PCC runs a mentorship program with about 40 young people. Hinds, who previously served as the organization’s executive director, says this latest effort takes that program to another level of seriousness. Behavioral health and direct street outreach are also parts of the SSYI initiative.

“The good news is it absolutely is a serious injection of funds and attention toward targeted youth who are facing obstacles to development,” Hinds said. “When we did apply with the police department as the grantee it was in the summer right after two shooting deaths in Pittsfield and quite frankly this is exactly what the city needs because allows us to be very deliberate in targeting the youth that are most likely to be involved in such incidents that we saw this summer.”

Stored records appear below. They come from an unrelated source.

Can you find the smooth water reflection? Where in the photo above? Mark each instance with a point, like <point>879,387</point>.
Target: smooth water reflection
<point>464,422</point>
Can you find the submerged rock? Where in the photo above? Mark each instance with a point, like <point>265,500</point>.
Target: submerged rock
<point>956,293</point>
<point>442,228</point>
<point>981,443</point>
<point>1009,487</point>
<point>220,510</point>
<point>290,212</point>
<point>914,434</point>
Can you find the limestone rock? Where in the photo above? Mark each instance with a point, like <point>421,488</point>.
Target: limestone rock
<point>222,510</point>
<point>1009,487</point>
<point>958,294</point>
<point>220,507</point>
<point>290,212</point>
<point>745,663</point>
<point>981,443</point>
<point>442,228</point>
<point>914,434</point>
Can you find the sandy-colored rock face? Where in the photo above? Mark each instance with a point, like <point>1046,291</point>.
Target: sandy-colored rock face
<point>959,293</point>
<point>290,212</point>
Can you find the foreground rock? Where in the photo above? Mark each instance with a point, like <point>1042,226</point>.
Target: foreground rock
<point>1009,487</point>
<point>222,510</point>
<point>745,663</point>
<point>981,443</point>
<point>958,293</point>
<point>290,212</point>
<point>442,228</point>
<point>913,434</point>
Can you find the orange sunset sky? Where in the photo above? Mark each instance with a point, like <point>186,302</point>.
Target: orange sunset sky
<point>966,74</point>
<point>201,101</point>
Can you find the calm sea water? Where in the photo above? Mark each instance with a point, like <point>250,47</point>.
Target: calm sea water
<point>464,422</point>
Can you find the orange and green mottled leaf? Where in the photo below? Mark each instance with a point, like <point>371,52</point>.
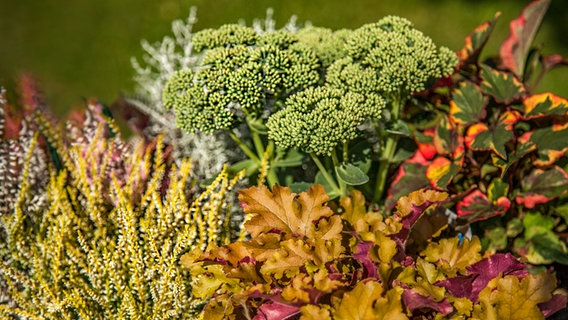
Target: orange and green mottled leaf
<point>514,50</point>
<point>476,40</point>
<point>504,87</point>
<point>283,210</point>
<point>468,104</point>
<point>366,301</point>
<point>476,206</point>
<point>441,172</point>
<point>550,142</point>
<point>515,298</point>
<point>451,256</point>
<point>544,105</point>
<point>480,137</point>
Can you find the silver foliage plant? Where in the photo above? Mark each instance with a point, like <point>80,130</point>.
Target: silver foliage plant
<point>159,62</point>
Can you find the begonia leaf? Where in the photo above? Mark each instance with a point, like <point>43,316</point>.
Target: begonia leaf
<point>544,105</point>
<point>476,206</point>
<point>504,87</point>
<point>515,48</point>
<point>550,142</point>
<point>451,256</point>
<point>494,137</point>
<point>283,210</point>
<point>476,40</point>
<point>366,301</point>
<point>468,104</point>
<point>541,186</point>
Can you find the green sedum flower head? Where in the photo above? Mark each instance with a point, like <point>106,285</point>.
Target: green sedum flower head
<point>242,75</point>
<point>391,56</point>
<point>320,119</point>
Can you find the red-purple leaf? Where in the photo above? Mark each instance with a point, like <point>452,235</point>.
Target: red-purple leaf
<point>362,255</point>
<point>480,273</point>
<point>476,206</point>
<point>414,301</point>
<point>515,48</point>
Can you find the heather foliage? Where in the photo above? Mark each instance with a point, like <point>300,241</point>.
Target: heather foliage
<point>96,231</point>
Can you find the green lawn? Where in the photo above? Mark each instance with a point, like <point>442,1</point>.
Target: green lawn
<point>81,49</point>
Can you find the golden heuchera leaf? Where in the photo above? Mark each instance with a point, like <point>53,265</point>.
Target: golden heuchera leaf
<point>288,260</point>
<point>515,298</point>
<point>451,256</point>
<point>283,210</point>
<point>314,312</point>
<point>365,302</point>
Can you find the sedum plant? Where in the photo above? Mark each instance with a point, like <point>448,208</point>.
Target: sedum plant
<point>310,259</point>
<point>112,220</point>
<point>282,95</point>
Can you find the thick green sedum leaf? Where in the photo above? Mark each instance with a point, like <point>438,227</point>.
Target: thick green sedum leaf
<point>351,174</point>
<point>468,104</point>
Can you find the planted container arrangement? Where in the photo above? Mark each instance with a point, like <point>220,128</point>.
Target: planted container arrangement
<point>298,173</point>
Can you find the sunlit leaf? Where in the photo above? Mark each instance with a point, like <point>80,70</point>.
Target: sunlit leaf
<point>476,40</point>
<point>544,105</point>
<point>468,104</point>
<point>451,256</point>
<point>504,87</point>
<point>365,301</point>
<point>476,206</point>
<point>515,48</point>
<point>282,210</point>
<point>541,186</point>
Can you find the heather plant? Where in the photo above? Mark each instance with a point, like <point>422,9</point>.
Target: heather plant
<point>114,217</point>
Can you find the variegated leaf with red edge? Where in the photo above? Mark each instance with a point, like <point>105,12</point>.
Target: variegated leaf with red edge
<point>551,143</point>
<point>468,104</point>
<point>504,87</point>
<point>481,137</point>
<point>541,186</point>
<point>514,50</point>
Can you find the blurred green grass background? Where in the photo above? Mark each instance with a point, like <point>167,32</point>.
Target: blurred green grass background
<point>81,49</point>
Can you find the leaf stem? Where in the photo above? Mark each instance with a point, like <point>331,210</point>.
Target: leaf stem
<point>324,172</point>
<point>244,147</point>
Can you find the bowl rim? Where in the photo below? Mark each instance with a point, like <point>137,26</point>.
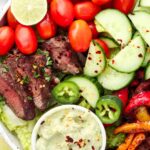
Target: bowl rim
<point>62,107</point>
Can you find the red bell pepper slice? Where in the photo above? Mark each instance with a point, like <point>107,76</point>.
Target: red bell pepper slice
<point>123,95</point>
<point>141,99</point>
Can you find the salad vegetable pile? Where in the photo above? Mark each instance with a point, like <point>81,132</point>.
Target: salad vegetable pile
<point>95,54</point>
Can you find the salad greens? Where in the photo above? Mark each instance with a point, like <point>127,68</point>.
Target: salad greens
<point>22,129</point>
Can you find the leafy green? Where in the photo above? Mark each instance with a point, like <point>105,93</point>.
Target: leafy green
<point>114,140</point>
<point>22,129</point>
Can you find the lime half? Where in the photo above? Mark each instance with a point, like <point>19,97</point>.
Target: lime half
<point>29,12</point>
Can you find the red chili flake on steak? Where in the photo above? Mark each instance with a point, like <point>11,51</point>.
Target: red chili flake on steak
<point>113,61</point>
<point>69,139</point>
<point>98,52</point>
<point>140,55</point>
<point>89,58</point>
<point>119,40</point>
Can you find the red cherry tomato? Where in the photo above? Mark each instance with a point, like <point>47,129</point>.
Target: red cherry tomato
<point>26,40</point>
<point>80,35</point>
<point>104,46</point>
<point>86,10</point>
<point>126,6</point>
<point>11,19</point>
<point>7,39</point>
<point>62,12</point>
<point>123,95</point>
<point>93,29</point>
<point>107,5</point>
<point>101,2</point>
<point>46,28</point>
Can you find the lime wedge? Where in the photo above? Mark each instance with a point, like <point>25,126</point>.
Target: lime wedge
<point>29,12</point>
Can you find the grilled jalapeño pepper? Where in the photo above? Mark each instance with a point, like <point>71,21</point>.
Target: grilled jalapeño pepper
<point>108,109</point>
<point>66,92</point>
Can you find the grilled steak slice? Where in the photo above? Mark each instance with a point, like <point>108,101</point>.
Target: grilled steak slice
<point>27,67</point>
<point>64,59</point>
<point>15,96</point>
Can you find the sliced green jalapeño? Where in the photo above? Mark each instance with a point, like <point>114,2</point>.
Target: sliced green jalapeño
<point>109,109</point>
<point>66,92</point>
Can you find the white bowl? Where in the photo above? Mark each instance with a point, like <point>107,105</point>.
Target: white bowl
<point>60,108</point>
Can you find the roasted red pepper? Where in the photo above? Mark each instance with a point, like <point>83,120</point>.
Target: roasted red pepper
<point>123,95</point>
<point>141,99</point>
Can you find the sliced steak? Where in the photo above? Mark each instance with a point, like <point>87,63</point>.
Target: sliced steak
<point>30,67</point>
<point>15,96</point>
<point>64,58</point>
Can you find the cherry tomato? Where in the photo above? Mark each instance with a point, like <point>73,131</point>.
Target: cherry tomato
<point>46,28</point>
<point>93,29</point>
<point>80,35</point>
<point>86,10</point>
<point>26,40</point>
<point>104,46</point>
<point>126,6</point>
<point>107,5</point>
<point>62,12</point>
<point>11,19</point>
<point>101,2</point>
<point>123,95</point>
<point>7,39</point>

Twelve of 20 eligible cities based on violent crime between 2011 and 2013 were awarded a grant. FBI statistics from 2014 show there were 194 violent crimes including 129 aggravated assaults and 35 reported cases of rape in Pittsfield, which has a population of nearly 44,000. No murders were reported in 2014. For comparison, Holyoke with 40,000 people had 390 violent crimes.

Hinds says about a dozen men will be involved with the SSYI initiative in the first six months with the expectation that number will increase. On July 4th, a multiple gun shooting killed one person and injured four others. The victims’ ages ranged from 20 to 26.  Later that month, an 18-year-old was shot and killed in the middle of the day near a barber shop on Tyler Street.

Bianchi is leaving office as current City Clerk Linda Tyer is to be sworn in as mayor January 4th. Throughout the year’s debates, Tyer called for more police officers and talked about Pittsfield exploring a Cure Violence program. The organization takes the stance that violence is a public health issue, a model used by more than 50 cities and groups in the U.S. along with places like Syria and South Africa. In a post-election interview with WAMC, Tyer said she also plans to support the mentoring program.

“So I’m really intrigued by how we have this three-pronged approach to addressing crime and violence in a way that’s responsive, empathetic and compassionate as well as serious about not tolerating certain types of criminal activity in our community,” said Tyer.

Other cities selected for the SSYI program include Springfield, Holyoke and Worcester. The state says a recent study by the American Institutes for Research found that nine cities that participated in SSYI had 1 fewer homicide per month, 65 fewer aggravated assaults and 139 fewer violent crimes per month than non-SSYI cities.